There are many commentators who believe that there will be a retroactive reformation of the estate tax, while there are others who believe a retroactive reinstatement of the estate tax would be deemed unconstitutional. It is difficult to say what will happen, although I believe a retroactive reinstatement is likely. Still, the lack of a resolution prior to the beginning of this year does not give us an excuse to ignore planning issues that remain–regardless of the outcome of the estate tax situation.
The repeal of the estate tax aside, 2010 introduces the concept of a carryover basis. The assets owned prior to death are no longer stepped-up to the fair market value at the date of death or the alternate valuation date. Capital assets received by heirs will carry the same tax basis as that of the deceased owner. The decedent's executor may allocate a basis increase of up to $1.3 million (but not above fair market value (FMV)) for property passing to nonspouse beneficiaries. Basis of property passing to a spouse may receive an increase of up to $3 million (but not above FMV).
Assets that are items of income in respect of a decedent (IRD), however, do not have a basis to carryover, nor can they receive an allocation of basis by the decedent's executor. It is upon these, at times-overlooked, IRD items where planning must continue to be a focus, no matter the status of the estate tax.
What is IRD?
In the Treasury Regulations, IRD is defined as "those amounts to which a decedent was entitled as gross income but which were not properly includable in computing his taxable income for the taxable year ending with the date of his death or for a previous taxable year under the method of accounting employed by the decedent" (Treas. Regs. ?1.691(a)-1(b)).

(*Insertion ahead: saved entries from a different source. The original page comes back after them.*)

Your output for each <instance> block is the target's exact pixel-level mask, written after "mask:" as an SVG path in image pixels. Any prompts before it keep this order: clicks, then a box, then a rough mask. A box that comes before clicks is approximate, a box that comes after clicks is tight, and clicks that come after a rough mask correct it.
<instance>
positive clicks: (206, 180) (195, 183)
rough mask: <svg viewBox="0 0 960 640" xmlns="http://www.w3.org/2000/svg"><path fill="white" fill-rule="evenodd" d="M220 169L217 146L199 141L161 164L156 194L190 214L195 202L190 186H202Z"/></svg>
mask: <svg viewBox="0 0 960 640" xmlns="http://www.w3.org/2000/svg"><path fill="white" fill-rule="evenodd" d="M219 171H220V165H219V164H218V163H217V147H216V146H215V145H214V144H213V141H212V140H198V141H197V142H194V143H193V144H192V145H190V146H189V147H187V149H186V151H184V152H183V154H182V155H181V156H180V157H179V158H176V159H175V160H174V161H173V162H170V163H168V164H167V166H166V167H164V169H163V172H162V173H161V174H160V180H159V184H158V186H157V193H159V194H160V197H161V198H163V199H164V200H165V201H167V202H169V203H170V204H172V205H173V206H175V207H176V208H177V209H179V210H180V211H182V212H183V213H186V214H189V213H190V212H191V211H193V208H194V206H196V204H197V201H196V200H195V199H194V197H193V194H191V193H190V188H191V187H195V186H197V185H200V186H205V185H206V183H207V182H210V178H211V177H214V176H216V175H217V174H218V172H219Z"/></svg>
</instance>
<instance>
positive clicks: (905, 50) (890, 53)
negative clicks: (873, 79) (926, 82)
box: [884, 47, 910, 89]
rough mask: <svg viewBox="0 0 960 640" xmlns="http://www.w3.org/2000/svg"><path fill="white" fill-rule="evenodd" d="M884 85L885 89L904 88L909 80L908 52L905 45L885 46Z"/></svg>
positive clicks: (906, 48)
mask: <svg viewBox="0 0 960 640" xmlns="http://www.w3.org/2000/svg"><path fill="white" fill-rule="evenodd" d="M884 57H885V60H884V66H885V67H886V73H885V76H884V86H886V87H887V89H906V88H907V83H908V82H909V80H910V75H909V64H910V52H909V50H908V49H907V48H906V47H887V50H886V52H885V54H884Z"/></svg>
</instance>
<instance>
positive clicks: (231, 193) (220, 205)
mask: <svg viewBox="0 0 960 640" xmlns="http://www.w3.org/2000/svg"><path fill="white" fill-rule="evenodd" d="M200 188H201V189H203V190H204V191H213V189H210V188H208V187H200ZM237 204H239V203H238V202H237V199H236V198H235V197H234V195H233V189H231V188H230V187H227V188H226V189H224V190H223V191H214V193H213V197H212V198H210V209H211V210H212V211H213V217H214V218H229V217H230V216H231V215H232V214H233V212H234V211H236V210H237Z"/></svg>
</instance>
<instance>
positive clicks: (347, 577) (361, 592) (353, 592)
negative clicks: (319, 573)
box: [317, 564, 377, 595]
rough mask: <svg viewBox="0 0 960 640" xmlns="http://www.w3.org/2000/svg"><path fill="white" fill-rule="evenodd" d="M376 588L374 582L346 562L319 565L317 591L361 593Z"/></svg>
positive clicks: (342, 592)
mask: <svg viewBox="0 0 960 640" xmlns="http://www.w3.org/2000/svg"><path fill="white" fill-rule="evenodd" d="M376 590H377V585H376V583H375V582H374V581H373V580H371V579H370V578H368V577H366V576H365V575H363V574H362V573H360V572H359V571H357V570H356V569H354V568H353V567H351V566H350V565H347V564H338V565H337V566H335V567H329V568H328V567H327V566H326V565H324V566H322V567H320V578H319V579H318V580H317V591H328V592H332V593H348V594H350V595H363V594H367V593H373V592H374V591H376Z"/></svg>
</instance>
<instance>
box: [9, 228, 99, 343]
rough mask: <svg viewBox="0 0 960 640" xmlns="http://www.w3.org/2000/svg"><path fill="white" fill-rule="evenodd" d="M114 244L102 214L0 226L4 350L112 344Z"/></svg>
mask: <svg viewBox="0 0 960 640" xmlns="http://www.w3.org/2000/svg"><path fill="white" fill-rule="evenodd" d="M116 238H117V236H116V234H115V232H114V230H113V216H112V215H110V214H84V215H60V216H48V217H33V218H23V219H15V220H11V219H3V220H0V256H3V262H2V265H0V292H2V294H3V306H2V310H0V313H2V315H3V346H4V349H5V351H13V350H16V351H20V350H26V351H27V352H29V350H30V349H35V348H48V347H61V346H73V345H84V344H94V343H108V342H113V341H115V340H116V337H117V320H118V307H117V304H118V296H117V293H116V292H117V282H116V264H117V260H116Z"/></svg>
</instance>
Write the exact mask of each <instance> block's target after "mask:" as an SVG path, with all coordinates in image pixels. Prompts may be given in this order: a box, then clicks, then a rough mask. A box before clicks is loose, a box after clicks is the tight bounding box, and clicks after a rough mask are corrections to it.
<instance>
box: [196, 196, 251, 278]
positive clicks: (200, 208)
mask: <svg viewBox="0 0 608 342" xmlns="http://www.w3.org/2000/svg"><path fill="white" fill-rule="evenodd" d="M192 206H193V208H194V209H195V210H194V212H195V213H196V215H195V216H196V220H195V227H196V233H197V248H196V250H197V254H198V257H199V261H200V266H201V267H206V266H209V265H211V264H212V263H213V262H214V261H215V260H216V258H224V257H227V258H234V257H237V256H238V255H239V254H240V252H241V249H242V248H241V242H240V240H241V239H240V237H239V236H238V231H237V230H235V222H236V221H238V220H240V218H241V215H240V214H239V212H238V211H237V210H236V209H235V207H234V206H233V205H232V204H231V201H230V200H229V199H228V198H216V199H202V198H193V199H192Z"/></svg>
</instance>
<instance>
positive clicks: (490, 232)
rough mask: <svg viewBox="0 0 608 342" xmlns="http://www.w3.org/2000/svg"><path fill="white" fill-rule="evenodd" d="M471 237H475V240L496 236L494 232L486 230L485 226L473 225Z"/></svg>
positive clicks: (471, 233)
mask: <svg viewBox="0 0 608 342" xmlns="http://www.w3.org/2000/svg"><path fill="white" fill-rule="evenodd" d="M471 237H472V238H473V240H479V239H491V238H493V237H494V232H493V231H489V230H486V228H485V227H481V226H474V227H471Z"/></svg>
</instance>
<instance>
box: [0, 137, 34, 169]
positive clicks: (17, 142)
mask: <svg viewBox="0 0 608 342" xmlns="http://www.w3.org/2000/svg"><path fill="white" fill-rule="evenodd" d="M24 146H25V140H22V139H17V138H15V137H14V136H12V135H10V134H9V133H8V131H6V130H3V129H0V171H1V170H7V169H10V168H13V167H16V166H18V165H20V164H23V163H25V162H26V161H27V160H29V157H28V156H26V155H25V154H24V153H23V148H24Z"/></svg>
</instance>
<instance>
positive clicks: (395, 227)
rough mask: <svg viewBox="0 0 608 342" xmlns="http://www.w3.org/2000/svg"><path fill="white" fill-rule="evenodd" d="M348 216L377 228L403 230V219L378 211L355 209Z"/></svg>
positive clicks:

In more general terms, if a client dies before receiving income to which he or she was entitled prior to death, the income is not included on the client's final tax return. But the income and the tax liability associated with the income do not disappear. The item of income is characterized as income in respect of a decedent (IRD). The beneficiary, as recipient of the IRD item, must declare the IRD item as income when it is ultimately received.
Typical assets or agreements considered IRD items include qualified and nonqualified deferred compensation plans, IRAs, annuities, U.S. savings bonds, and uncollected installment sale payments.
IRD and the estate tax
Prior to the 2010 repeal of the estate tax, an income tax deduction was available to recipients of IRD items when the IRD item was included and taxed as part of the gross estate. Unlike capital assets that would receive a step-up in tax basis upon the death of the owner, an IRD item would not receive a similar step-up; consequently, the IRD item is subject both to income and estate taxation, even though the income tax deduction mitigated the overall tax burden otherwise associated with the potential "double taxation."
Currently, in 2010, there is no estate tax and therefore no income tax deduction where an IRD item is includable in the gross estate. And, with no form of step-up or allocation of basis afforded to the IRD item, financial planners must continue to focus on who is the most efficient recipient of an IRD item in any estate tax environment.